Ta da! A responsive website! Not bad for less than a hundred lines of CSS. More importantly, we didn’t have to alter a single line of HTML to accommodate our mobile, tablet, and desktop layouts.

This was just one example of laying out a responsive site. You can use these exact same techniques to implement all sorts of other designs. Start with the base styles that apply to your entire site, then tweak them for various device widths by selectively applying CSS rules with @media. You could even add another media query to, say, create a dedicated layout for ultra-widescreen monitors.

Disabling Viewport Zooming

We’ve got one final task for making a responsive web page. Before responsive design was a thing, mobile devices only had a desktop layout to work with. To cope with this, they zoomed out to fit the entire desktop layout into the width of the screen, letting the user interact with it by zooming in when necessary.

Diagram: zoom enabled (desktop layout rendered in a tablet device) versus zoom disabled (tablet layout rendered in a tablet device)

This default behavior will prevent mobile devices from using our mobile layout, which is obviously very terrible. To disable it, add the following element to the <head> of our document. Just like <meta charset='UTF-8'/>, this is a critical element that should be on every single web page you create:

<meta name='viewport'
      content='width=device-width, initial-scale=1.0, maximum-scale=1.0' />

To see this in action, we’ll need to simulate a mobile device in our desktop browser. This is a little advanced for where we’re at right now, but we can give it a shot. Open up responsive.html in Google Chrome, then hit View > Developer > Developer Tools in the menu bar. Then, to simulate a mobile device, click the Toggle Device Toolbar icon, highlighted below.
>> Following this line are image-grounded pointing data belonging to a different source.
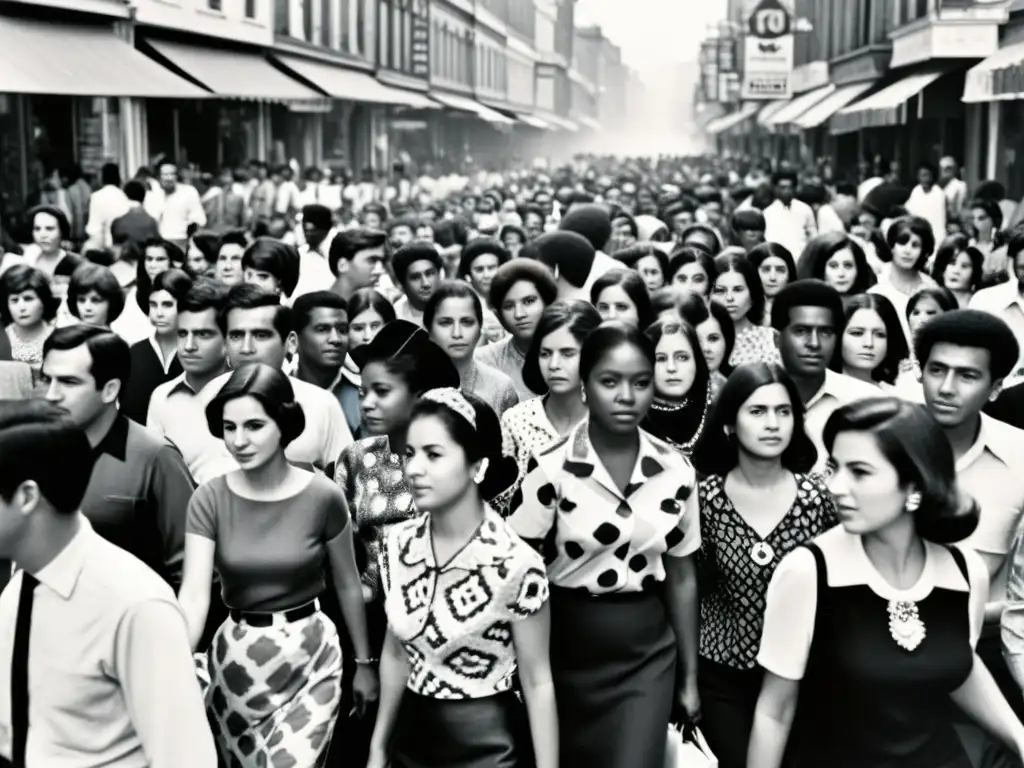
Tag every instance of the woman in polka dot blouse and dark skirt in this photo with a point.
(617, 513)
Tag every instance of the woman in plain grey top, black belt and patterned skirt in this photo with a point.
(277, 654)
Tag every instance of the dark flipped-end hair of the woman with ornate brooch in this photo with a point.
(912, 441)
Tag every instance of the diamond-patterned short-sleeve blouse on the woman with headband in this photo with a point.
(455, 620)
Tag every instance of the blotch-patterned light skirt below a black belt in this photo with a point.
(273, 694)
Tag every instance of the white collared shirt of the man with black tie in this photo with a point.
(112, 680)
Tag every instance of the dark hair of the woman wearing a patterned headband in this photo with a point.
(484, 442)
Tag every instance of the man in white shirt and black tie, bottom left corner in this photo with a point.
(95, 651)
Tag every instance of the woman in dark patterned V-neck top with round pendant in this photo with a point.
(758, 503)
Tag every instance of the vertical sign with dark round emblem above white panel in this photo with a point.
(769, 52)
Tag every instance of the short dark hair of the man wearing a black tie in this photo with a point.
(39, 444)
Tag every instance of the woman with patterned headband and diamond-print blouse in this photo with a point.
(440, 706)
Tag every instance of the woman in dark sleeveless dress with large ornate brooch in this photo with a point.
(874, 624)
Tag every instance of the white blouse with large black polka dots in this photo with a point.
(598, 537)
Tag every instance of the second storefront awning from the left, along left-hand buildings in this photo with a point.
(233, 74)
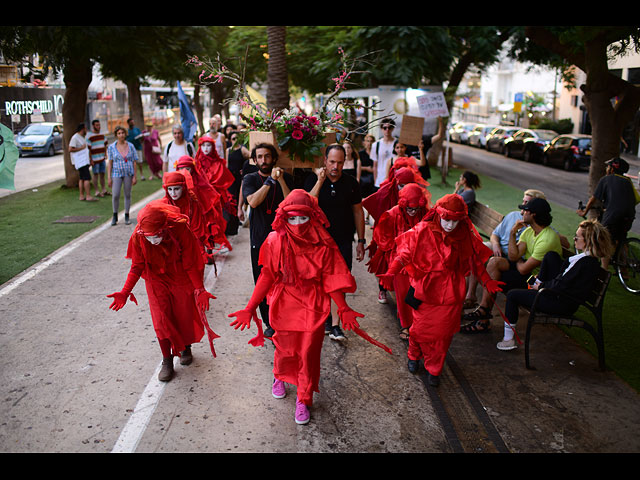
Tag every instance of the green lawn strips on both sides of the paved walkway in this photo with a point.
(29, 235)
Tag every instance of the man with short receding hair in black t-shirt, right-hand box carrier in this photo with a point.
(340, 199)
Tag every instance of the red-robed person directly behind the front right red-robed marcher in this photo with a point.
(413, 204)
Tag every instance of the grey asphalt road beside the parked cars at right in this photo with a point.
(561, 187)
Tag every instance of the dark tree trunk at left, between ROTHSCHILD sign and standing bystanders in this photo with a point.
(77, 77)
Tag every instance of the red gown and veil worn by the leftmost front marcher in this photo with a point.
(173, 271)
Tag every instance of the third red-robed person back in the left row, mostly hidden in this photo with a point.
(210, 200)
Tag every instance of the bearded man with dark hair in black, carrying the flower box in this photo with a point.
(263, 191)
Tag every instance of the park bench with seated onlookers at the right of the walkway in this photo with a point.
(486, 220)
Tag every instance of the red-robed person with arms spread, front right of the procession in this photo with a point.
(437, 254)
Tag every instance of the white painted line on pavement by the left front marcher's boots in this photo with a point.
(150, 398)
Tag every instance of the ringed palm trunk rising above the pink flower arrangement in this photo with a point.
(277, 77)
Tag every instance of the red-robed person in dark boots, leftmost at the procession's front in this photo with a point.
(164, 251)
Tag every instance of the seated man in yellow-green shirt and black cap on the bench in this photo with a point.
(524, 257)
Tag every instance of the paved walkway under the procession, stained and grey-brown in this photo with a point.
(77, 377)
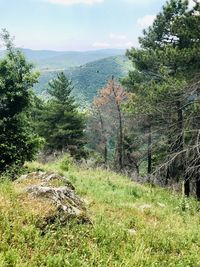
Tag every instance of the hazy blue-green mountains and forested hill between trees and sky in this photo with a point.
(89, 71)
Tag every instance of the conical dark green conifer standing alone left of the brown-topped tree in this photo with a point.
(61, 124)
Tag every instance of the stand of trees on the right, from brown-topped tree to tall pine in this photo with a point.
(160, 102)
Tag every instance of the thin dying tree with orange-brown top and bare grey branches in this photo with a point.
(108, 106)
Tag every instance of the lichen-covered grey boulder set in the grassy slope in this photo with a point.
(56, 191)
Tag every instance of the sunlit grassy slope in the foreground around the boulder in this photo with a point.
(133, 225)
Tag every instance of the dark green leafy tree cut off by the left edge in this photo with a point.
(18, 143)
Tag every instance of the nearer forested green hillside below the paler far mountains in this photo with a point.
(88, 79)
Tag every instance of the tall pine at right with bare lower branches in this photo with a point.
(167, 61)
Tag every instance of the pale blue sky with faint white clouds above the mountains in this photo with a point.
(77, 25)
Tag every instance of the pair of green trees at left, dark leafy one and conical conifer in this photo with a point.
(27, 123)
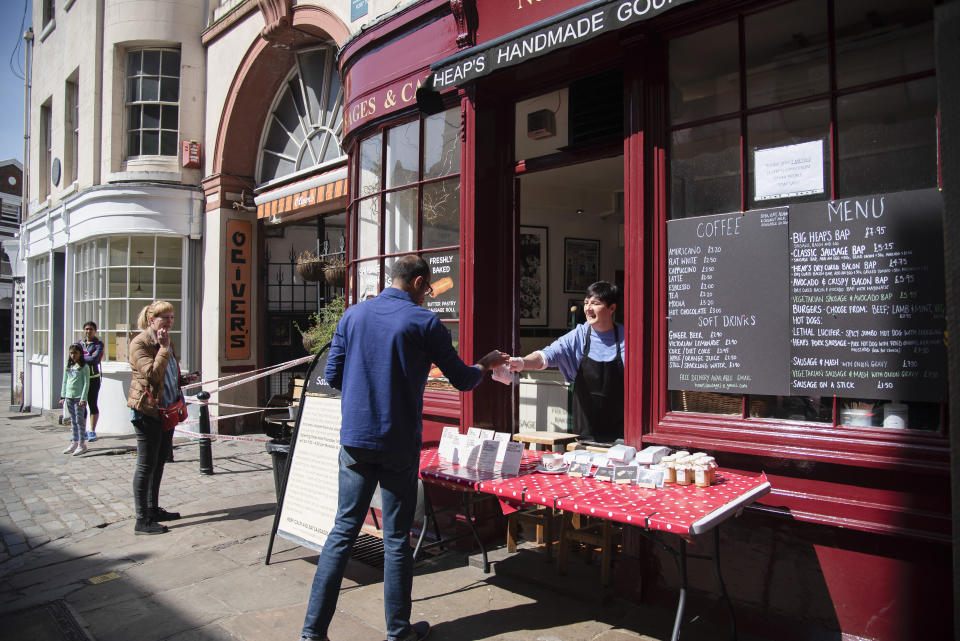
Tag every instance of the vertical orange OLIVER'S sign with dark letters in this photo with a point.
(238, 271)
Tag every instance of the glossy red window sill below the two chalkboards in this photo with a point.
(907, 450)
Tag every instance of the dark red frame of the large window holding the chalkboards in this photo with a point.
(916, 451)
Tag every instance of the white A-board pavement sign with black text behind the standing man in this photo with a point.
(308, 505)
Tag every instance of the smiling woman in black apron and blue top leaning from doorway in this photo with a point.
(591, 357)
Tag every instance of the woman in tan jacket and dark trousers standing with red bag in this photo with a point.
(156, 383)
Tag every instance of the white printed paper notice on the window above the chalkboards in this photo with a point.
(789, 171)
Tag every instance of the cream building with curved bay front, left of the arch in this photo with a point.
(114, 219)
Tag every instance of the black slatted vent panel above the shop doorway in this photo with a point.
(596, 109)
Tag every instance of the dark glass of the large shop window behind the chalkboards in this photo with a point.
(853, 80)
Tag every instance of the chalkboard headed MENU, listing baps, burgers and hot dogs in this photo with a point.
(867, 297)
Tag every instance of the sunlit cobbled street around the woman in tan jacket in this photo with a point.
(46, 495)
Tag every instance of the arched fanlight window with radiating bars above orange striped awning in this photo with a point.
(304, 128)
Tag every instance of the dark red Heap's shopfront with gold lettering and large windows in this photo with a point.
(674, 109)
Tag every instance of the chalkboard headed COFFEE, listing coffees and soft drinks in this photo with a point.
(727, 303)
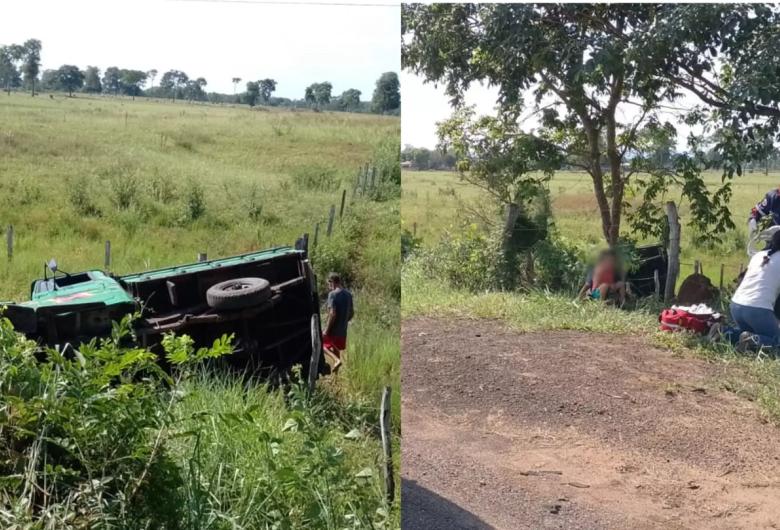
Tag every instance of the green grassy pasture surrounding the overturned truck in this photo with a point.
(164, 182)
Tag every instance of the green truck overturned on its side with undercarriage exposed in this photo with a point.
(268, 300)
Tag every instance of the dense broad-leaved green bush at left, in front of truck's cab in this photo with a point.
(88, 433)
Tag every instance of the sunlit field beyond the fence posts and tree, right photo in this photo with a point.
(428, 201)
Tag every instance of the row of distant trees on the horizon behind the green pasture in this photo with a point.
(20, 69)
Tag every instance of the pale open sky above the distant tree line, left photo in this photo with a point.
(297, 45)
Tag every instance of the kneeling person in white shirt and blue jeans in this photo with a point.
(752, 306)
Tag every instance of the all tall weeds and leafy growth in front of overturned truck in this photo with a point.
(88, 443)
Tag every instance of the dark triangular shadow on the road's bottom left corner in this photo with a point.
(424, 510)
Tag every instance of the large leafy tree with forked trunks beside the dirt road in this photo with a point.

Screenshot: responsive icon in Chrome’s developer toolbar

You should see the zoom-disabled version of the above diagram in your browser, since it’s now pretending to be a mobile device. (We’ll save the in-depth discussion of Chrome dev tools for a future tutorial.)
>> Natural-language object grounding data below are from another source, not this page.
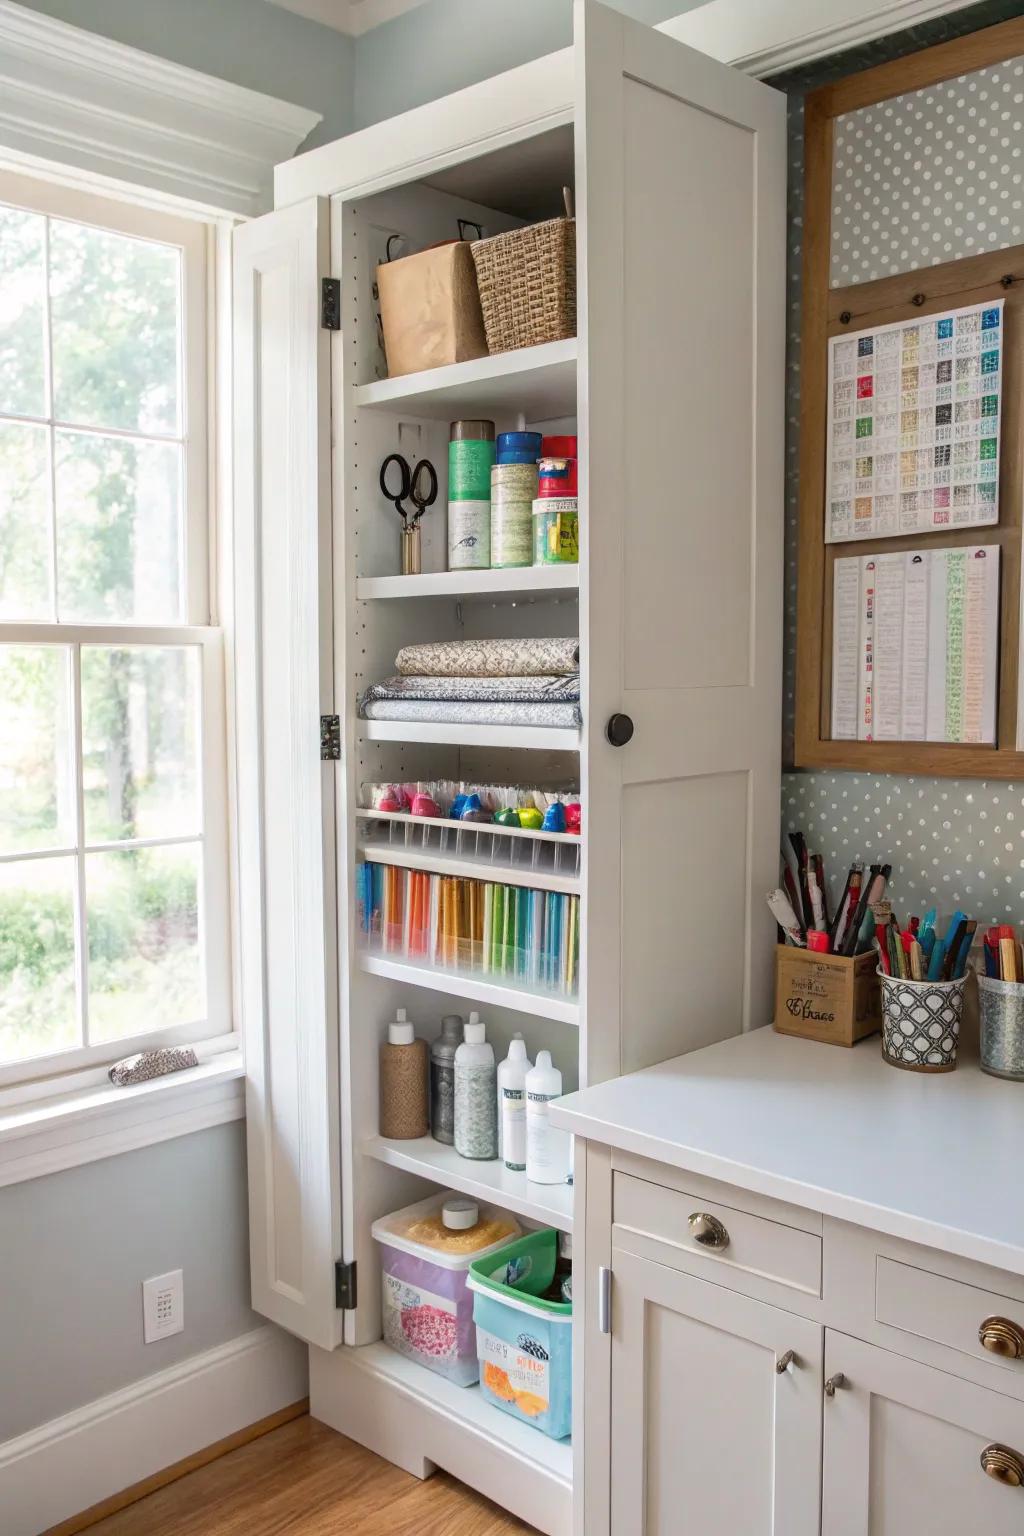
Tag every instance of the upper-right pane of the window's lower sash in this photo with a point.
(140, 720)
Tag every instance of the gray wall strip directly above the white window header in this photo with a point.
(248, 42)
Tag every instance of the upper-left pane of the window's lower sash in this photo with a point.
(36, 756)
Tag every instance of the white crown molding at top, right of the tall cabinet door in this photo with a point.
(767, 38)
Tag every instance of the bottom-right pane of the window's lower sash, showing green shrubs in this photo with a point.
(145, 956)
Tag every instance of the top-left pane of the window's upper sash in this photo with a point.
(22, 313)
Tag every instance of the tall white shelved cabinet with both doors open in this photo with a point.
(675, 389)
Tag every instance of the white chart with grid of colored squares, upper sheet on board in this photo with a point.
(914, 426)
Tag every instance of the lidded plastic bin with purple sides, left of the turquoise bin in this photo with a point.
(426, 1254)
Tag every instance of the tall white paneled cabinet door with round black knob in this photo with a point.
(681, 168)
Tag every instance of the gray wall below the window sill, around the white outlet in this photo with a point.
(76, 1250)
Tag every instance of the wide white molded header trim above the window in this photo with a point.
(78, 101)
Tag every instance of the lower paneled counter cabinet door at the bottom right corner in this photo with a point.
(914, 1449)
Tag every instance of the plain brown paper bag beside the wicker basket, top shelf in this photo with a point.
(431, 310)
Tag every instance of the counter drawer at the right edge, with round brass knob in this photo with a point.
(951, 1313)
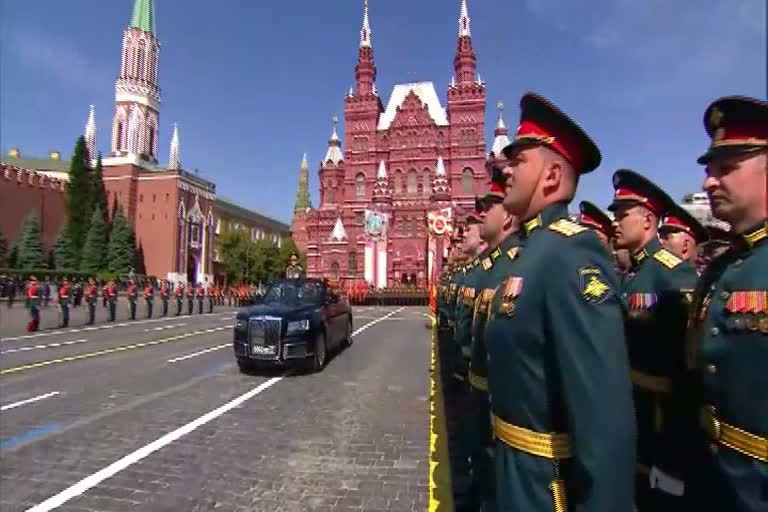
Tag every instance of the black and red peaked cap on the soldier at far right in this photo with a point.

Alternatively, if you’re reading this chapter on a smartphone, you can navigate to the live before and after versions of our example project to experience the effect of our viewport changes.

Summary

Believe it or not, that’s actually all you need to know to create responsive websites. If we boil it down, we’re really only concerned with three things:

  • The responsive design (the mockups for each layout)
  • CSS rules for implementing each of those layouts
  • Media queries for conditionally applying those CSS rules

We started this chapter by learning about the difference between fluid layouts and fixed-width layouts. Then, we went on to create a mobile-first stylesheet that used media queries to build tablet and desktop layouts on top of a shared set of base styles. Finally, we disabled the default viewport zoom behavior of mobile browsers.

So, that was the easy part of responsive design. In the next chapter, we’ll discover the hard part: images. Presenting different CSS to specific devices isn’t too bad, but optimizing images for those devices requires a bit more planning.